Step 5: AI systems, AI agents, and “do the task” behavior
An “AI system” is the product wrapper: safety checks, monitoring, storage, and UI. An AI agent is a pattern where the model can call AI tools, keep state, and pursue specific goals.

Diagram 5 — an AI agent loop inside computer systems
goal → plan → call tools via api → observe → update → make decisions → act
|
diagnostics + human feedback
This is how you get workflows like speech recognition + ticket creation, or autonomous vehicles coordinating with sensors. It’s powerful, but it multiplies failure modes: a bad plan can quickly trigger a bad tool call.
Stats you can cite (and a small graph)
Stanford’s AI Index reports that in 2023, 51 notable machine learning models were produced by industry, versus 15 by academia. Source: Stanford HAI AI Index 2024 (Chapter 1).
It also gives concrete training compute examples that show the scale jump:
- AlexNet: ~470 petaFLOPs
- Transformer (2017): ~7,400 petaFLOPs
- Gemini Ultra: ~50,000,000,000 petaFLOPs
Table: model production and scale (AI Index 2024)
| Item | Value |
|---|---|
| Notable models (industry, 2023) | 51 |
| Notable models (academia, 2023) | 15 |
| Transformer training (petaFLOPs) | 7,400 |
Mini bar chart (models, 2023):
- Industry: ██████████████████████████████ 51
- Academia: ████████ 15
Where GenAI fits (foundation models in the AI landscape)

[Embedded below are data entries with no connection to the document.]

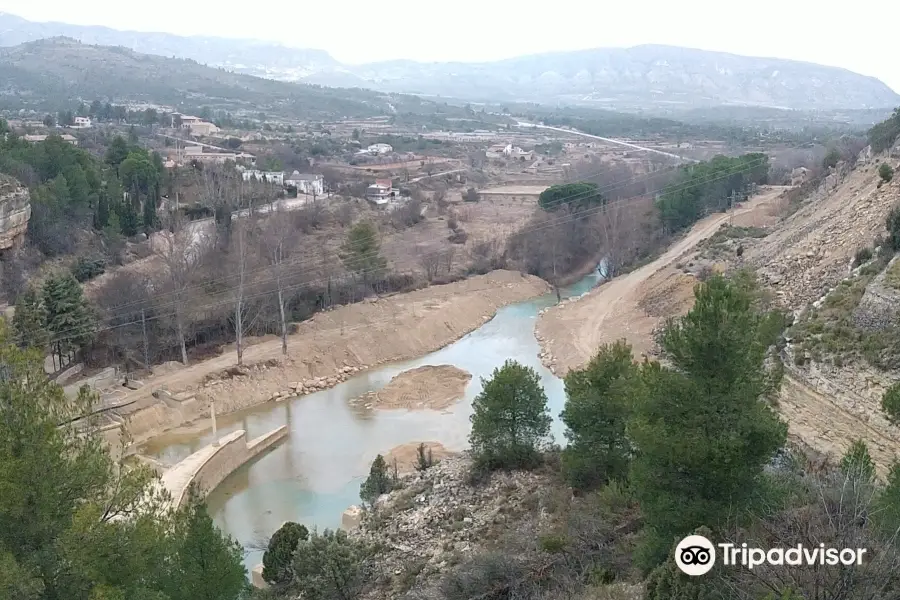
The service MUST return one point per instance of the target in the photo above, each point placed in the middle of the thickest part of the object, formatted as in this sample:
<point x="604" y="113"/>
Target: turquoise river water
<point x="315" y="474"/>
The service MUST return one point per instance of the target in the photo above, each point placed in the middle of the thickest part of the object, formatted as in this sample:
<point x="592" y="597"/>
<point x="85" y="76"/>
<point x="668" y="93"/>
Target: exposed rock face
<point x="437" y="517"/>
<point x="879" y="305"/>
<point x="15" y="210"/>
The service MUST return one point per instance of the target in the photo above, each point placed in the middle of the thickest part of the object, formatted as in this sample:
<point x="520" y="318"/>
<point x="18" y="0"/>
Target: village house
<point x="40" y="138"/>
<point x="273" y="177"/>
<point x="380" y="149"/>
<point x="799" y="176"/>
<point x="190" y="153"/>
<point x="498" y="150"/>
<point x="310" y="184"/>
<point x="203" y="129"/>
<point x="380" y="192"/>
<point x="508" y="151"/>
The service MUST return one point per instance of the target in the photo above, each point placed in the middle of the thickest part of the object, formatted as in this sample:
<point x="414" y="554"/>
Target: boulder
<point x="15" y="212"/>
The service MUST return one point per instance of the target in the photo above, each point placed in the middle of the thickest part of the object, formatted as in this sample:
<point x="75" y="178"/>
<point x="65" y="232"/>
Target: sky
<point x="855" y="35"/>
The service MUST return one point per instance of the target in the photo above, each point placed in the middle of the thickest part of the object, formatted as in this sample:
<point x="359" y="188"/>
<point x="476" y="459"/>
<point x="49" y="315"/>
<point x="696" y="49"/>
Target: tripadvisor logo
<point x="696" y="555"/>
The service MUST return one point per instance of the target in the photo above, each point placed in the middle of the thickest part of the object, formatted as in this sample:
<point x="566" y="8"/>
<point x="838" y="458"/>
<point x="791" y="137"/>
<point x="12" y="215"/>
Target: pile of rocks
<point x="813" y="249"/>
<point x="438" y="515"/>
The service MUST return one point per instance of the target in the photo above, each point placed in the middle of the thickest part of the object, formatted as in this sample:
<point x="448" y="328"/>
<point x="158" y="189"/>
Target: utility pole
<point x="212" y="412"/>
<point x="146" y="345"/>
<point x="731" y="218"/>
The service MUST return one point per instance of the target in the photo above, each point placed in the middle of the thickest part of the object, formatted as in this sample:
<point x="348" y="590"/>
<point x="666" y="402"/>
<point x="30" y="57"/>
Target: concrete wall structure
<point x="210" y="465"/>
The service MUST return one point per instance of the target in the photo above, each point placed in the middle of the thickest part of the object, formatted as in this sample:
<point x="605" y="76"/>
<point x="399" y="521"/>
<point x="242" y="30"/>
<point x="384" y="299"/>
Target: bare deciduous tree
<point x="180" y="248"/>
<point x="431" y="264"/>
<point x="278" y="239"/>
<point x="242" y="262"/>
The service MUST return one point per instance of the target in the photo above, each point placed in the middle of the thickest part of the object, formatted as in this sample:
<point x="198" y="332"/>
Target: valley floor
<point x="804" y="256"/>
<point x="326" y="347"/>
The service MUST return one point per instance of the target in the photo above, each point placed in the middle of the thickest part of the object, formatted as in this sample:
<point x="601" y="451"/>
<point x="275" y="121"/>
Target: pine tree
<point x="361" y="252"/>
<point x="101" y="218"/>
<point x="704" y="430"/>
<point x="30" y="321"/>
<point x="379" y="481"/>
<point x="149" y="218"/>
<point x="69" y="319"/>
<point x="279" y="554"/>
<point x="128" y="219"/>
<point x="511" y="422"/>
<point x="597" y="407"/>
<point x="209" y="565"/>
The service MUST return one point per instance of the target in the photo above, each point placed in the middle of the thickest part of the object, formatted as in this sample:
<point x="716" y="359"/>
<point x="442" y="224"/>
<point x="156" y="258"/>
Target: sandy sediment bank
<point x="406" y="456"/>
<point x="325" y="350"/>
<point x="427" y="387"/>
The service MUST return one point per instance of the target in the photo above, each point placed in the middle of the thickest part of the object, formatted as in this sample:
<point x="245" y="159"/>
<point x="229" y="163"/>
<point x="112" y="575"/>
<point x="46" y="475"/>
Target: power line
<point x="78" y="332"/>
<point x="310" y="265"/>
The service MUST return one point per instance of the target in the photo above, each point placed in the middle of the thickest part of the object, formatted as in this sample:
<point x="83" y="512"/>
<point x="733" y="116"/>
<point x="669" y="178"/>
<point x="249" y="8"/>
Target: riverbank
<point x="571" y="333"/>
<point x="324" y="351"/>
<point x="425" y="388"/>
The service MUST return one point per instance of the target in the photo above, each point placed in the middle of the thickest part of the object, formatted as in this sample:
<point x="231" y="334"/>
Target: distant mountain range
<point x="643" y="77"/>
<point x="49" y="73"/>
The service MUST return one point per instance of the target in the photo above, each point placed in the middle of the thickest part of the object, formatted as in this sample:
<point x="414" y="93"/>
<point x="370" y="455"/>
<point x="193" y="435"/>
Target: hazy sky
<point x="855" y="35"/>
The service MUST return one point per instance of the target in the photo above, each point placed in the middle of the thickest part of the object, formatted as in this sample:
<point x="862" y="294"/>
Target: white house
<point x="203" y="128"/>
<point x="380" y="192"/>
<point x="310" y="184"/>
<point x="273" y="177"/>
<point x="498" y="151"/>
<point x="186" y="120"/>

Foundation models are reused across the surrounding AI ecosystem: chat, code, search, and media. Some examples people recognize: Llama and Stable Diffusion.
If you’re building on a model through a service interface, the big questions are practical:
- What datasets shaped it?
- What are the limits for your domain?
- How do you evaluate and monitor drift?
This is where “AI technology” stops being abstract and becomes product work.
Quick checks before you trust an AI response
- Is the answer based on their training, or on something you can verify?
- Can you generate a counterexample to expose bias?
- Does the system have a knowledge base, or is it purely generative?
- If it’s conversational, can you reproduce the same response twice under the same conditions?